Luitzerath a small hamlet in Western Germany has become a focal point for rising climate tensions. Located near the town of Erkelenz, Lutzerath sits atop a vast reserve of lignite coal – one of the dirtiest and least efficient forms of the fossil fuel. The North Rhine region emits 200 million tons of CO2 each year, 22% of which is attributed to the Rhenish Lignite. 

Contrary to claims from the current German coalition that they are the “greenest” administration yet, they have struck a deal with energy company RWE to expand the Garzweiler coal mine and demolish the town of Lutzerath. This move is at odds with the decision made in 2020 to phase out coal-fired power generation and makes it increasingly difficult for Germany to reach their climate goals of limiting global temperature rise to 1.5 degrees Celsius.

The mine, which spans nearly 14 square miles in North Rhine Westphalia, has slowly expanded over the years and has already swallowed entire villages where families have lived for generations, along with centuries-old buildings and even a wind farm. With Germany expected to miss its ambitious climate targets for the second year in a row, activists have protested the expansion of a coal mine amidst a global climate crisis.  

History of the conflict

In 2013, a federal court delivered a controversial ruling that greenlighted the expansion of the Garzweiler coal mine, a move that would displace local residents and raze villages, including the hamlet of Lutzerath.


While most residents accepted compensation and relocated, one farmer, Sckardt Heukmp, refused to leave until a court ruling last March. His farmhouse quickly became a hub for climate activists, who were determined to protect Lutzerath and halt the mine’s expansion.  


Since 2020, the village has been occupied by around 300 environmental activists, who have set up camp in empty buildings, established tree-top and field positions to block the mine’s expansion.


 However, Lutzerath’s fate seemed sealed in October when national and local governments struck a deal with RWE, the company operating the mine. Although five villages that were already partially resettled will remain, RWE said it required the coal beneath Lutzerath to compensate for the sudden loss of Russian gas after Gazprom slashed supplies to Europe. 


 Despite this, some studies suggest that Germany does not actually need the additional coal and that existing supplies are more than sufficient for coal plants to operate at very high capacity until the end of this decade. 


What has happened recently

Tensions between police and activists reached a boiling point in recent weeks as hundreds of police were deployed to a German village to dismantle protests. Organizers of the protest estimated that around 35,000 demonstrators attended on Saturday, while police put the number closer to 15,000. Among those in attendance was activist Greta Thunberg, who described the expansion of the mine as a “betrayal of present and future generations.”

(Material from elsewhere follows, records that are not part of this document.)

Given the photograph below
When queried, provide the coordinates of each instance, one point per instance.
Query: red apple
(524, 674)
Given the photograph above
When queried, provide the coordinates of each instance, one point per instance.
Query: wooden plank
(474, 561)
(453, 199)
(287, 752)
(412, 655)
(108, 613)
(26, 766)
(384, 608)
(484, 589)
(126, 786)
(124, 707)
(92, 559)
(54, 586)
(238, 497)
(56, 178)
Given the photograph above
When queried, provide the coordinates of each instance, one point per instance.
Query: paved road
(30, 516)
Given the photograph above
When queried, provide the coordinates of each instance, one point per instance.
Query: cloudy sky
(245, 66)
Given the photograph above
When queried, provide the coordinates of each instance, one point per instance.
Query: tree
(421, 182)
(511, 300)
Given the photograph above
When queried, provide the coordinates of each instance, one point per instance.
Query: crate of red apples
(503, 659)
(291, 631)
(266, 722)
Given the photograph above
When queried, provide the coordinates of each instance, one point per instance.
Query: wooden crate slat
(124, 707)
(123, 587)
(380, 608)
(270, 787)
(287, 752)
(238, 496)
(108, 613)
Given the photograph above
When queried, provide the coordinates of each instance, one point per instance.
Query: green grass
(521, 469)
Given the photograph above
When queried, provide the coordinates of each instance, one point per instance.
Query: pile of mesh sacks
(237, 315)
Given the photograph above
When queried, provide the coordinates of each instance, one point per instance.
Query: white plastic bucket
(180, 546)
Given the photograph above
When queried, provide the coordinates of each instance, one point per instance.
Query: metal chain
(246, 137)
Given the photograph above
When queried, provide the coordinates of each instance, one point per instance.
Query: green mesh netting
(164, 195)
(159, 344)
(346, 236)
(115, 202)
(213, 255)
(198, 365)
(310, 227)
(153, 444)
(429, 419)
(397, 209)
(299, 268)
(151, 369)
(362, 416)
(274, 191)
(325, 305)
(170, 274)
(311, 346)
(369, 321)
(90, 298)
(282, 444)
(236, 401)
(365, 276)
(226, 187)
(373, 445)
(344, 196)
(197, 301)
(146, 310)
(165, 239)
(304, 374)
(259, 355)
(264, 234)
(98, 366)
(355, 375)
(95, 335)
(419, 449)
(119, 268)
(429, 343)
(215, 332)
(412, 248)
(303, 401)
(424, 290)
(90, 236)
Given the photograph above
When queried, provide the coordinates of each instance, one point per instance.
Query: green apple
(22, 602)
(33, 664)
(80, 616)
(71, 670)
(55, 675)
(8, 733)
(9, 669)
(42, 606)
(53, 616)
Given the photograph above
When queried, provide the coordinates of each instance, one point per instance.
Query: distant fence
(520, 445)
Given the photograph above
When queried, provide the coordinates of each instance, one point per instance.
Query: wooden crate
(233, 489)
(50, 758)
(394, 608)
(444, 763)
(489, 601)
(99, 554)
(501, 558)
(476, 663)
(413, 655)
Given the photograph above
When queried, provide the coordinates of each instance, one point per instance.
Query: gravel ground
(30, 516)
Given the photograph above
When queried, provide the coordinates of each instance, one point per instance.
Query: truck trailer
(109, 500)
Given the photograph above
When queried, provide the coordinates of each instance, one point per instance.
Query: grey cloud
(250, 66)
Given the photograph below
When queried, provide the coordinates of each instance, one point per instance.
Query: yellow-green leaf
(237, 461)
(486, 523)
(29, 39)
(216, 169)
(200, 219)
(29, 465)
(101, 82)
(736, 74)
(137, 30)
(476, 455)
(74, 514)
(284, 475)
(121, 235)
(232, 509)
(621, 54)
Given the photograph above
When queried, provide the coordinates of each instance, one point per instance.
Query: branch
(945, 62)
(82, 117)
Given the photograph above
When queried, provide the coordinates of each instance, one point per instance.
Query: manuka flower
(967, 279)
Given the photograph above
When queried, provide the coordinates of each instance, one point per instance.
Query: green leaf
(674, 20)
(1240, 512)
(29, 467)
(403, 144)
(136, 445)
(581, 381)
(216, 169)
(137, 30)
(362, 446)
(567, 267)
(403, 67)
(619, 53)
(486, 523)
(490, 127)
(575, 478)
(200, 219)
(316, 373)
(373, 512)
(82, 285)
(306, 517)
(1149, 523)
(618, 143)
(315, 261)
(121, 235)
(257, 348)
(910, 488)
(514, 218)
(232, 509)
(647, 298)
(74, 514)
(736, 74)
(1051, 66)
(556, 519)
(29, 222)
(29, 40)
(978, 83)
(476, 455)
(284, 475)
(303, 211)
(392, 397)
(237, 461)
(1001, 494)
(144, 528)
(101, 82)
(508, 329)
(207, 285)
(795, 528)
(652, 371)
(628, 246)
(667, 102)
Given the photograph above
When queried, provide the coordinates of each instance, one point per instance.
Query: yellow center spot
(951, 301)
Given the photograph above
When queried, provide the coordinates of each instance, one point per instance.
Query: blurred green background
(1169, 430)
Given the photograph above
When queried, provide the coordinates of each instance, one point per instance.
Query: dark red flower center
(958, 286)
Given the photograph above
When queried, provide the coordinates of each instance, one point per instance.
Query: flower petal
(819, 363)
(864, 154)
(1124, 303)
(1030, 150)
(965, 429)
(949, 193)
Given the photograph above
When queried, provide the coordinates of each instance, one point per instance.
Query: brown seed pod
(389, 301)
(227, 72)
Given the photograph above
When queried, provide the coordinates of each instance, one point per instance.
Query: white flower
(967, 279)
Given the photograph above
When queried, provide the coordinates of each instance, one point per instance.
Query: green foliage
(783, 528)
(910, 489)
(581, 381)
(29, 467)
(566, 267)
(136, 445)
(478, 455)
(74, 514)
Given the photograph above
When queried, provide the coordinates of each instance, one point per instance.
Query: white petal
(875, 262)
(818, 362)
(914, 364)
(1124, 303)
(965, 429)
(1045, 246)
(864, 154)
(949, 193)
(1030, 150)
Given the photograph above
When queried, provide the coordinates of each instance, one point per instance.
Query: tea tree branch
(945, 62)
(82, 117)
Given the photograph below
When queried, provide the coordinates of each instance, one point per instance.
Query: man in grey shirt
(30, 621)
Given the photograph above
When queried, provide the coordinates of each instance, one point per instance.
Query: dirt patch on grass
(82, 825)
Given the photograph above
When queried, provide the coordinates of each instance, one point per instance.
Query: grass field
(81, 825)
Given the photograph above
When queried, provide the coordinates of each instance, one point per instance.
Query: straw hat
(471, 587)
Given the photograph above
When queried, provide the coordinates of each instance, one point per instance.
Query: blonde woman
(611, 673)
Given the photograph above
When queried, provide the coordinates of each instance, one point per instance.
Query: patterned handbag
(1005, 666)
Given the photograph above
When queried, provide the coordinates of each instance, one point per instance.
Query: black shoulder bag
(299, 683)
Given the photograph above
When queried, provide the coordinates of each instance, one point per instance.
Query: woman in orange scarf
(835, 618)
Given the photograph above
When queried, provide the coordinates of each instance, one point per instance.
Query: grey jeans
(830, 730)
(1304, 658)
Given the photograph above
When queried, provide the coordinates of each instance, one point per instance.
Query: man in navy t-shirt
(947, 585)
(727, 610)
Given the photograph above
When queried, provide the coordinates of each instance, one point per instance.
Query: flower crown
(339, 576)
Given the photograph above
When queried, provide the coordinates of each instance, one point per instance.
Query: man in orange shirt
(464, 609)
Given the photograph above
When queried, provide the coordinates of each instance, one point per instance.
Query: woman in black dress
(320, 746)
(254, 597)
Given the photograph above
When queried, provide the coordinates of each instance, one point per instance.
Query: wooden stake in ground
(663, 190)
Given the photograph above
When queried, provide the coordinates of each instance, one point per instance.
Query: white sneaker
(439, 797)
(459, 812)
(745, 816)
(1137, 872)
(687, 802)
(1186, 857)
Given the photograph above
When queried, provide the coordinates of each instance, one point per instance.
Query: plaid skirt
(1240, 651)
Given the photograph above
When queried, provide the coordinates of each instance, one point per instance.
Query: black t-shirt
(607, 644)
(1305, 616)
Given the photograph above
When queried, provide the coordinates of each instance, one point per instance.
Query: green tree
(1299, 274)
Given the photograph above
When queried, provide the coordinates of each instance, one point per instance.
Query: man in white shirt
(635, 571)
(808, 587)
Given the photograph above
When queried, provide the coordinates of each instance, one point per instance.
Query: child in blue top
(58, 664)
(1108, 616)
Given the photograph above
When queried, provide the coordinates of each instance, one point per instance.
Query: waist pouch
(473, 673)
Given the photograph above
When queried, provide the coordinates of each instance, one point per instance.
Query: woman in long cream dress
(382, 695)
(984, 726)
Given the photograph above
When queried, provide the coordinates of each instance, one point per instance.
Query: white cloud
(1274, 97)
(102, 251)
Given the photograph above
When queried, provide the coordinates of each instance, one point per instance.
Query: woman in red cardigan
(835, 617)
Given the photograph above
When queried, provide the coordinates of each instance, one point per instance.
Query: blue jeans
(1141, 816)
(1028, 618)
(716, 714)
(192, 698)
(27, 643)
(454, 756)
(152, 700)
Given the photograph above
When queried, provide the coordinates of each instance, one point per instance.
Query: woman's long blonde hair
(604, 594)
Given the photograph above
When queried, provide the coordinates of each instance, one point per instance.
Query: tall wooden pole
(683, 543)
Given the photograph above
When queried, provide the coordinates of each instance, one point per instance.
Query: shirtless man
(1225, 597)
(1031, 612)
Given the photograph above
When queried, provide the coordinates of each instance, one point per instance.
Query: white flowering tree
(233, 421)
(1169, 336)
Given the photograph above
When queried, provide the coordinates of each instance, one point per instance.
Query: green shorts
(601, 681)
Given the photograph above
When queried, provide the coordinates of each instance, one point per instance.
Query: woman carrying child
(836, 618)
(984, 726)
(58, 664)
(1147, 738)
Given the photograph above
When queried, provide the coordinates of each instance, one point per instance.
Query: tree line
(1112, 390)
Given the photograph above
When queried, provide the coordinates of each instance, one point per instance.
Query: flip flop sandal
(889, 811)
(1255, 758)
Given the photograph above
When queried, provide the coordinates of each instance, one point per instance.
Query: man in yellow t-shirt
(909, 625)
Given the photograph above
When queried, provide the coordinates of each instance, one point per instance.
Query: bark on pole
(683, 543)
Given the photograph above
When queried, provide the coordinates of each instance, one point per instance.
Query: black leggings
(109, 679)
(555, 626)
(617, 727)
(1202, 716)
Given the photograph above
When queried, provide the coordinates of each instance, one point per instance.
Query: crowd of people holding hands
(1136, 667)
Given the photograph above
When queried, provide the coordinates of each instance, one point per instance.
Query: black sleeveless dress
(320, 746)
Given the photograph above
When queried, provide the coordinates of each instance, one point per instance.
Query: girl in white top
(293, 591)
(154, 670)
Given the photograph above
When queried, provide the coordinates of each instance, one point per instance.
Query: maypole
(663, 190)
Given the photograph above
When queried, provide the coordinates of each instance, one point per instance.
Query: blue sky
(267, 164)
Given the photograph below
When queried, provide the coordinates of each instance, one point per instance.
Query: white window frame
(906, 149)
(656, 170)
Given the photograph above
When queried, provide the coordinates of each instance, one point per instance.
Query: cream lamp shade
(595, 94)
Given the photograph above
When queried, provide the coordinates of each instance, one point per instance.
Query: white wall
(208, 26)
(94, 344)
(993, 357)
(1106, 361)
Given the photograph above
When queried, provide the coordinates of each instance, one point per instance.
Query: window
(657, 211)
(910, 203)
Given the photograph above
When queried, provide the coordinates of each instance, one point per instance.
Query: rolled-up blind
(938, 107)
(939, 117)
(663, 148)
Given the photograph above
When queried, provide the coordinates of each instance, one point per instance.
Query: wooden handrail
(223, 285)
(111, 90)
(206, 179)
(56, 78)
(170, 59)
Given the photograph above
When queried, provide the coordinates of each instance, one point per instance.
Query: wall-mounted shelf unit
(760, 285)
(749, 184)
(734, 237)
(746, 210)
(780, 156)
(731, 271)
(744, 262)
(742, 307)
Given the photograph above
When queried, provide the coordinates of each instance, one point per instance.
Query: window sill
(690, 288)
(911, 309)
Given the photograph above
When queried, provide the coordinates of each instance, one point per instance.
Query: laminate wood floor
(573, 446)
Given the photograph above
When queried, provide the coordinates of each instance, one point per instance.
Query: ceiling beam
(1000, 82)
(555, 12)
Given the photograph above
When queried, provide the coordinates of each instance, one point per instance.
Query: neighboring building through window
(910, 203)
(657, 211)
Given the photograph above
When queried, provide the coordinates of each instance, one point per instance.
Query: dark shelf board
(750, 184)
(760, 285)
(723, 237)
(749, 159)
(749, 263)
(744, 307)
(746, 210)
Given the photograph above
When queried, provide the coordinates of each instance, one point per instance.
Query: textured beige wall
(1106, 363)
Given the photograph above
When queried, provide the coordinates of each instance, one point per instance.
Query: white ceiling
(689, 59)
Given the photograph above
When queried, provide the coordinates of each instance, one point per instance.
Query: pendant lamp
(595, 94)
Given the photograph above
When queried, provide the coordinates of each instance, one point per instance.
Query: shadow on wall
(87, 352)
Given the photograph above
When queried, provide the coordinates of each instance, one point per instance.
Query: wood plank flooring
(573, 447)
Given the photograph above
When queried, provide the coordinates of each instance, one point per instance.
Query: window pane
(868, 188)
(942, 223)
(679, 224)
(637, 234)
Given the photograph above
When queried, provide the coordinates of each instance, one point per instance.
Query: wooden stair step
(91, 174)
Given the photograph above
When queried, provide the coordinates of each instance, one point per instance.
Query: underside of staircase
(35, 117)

However, the Green Party, which holds both local and national power in the ruling coalition, has argued that the deal struck with RWE has fulfilled many of the environmentalists’ demands. RWE has agreed to end lignite-fired power generation by 2030, eight years earlier than planned, and five towns will not be destroyed.


The German Economy and Energy Minister, Robert Habeck, has described the deal as a “milestone for climate action” as it minimizes extraction and leaves 280 million tonnes of lignite in the ground. In reference to the expansion of the coal mine, Habeck has called it “painful, but necessary in view of the energy crisis,” and that Lutzerath was the “wrong symbol” to protest against. A RWE spokesperson has stated that this “is not a renaissance of lignite or coal, but only a side-step – helping Germany to cope with the energy crisis.”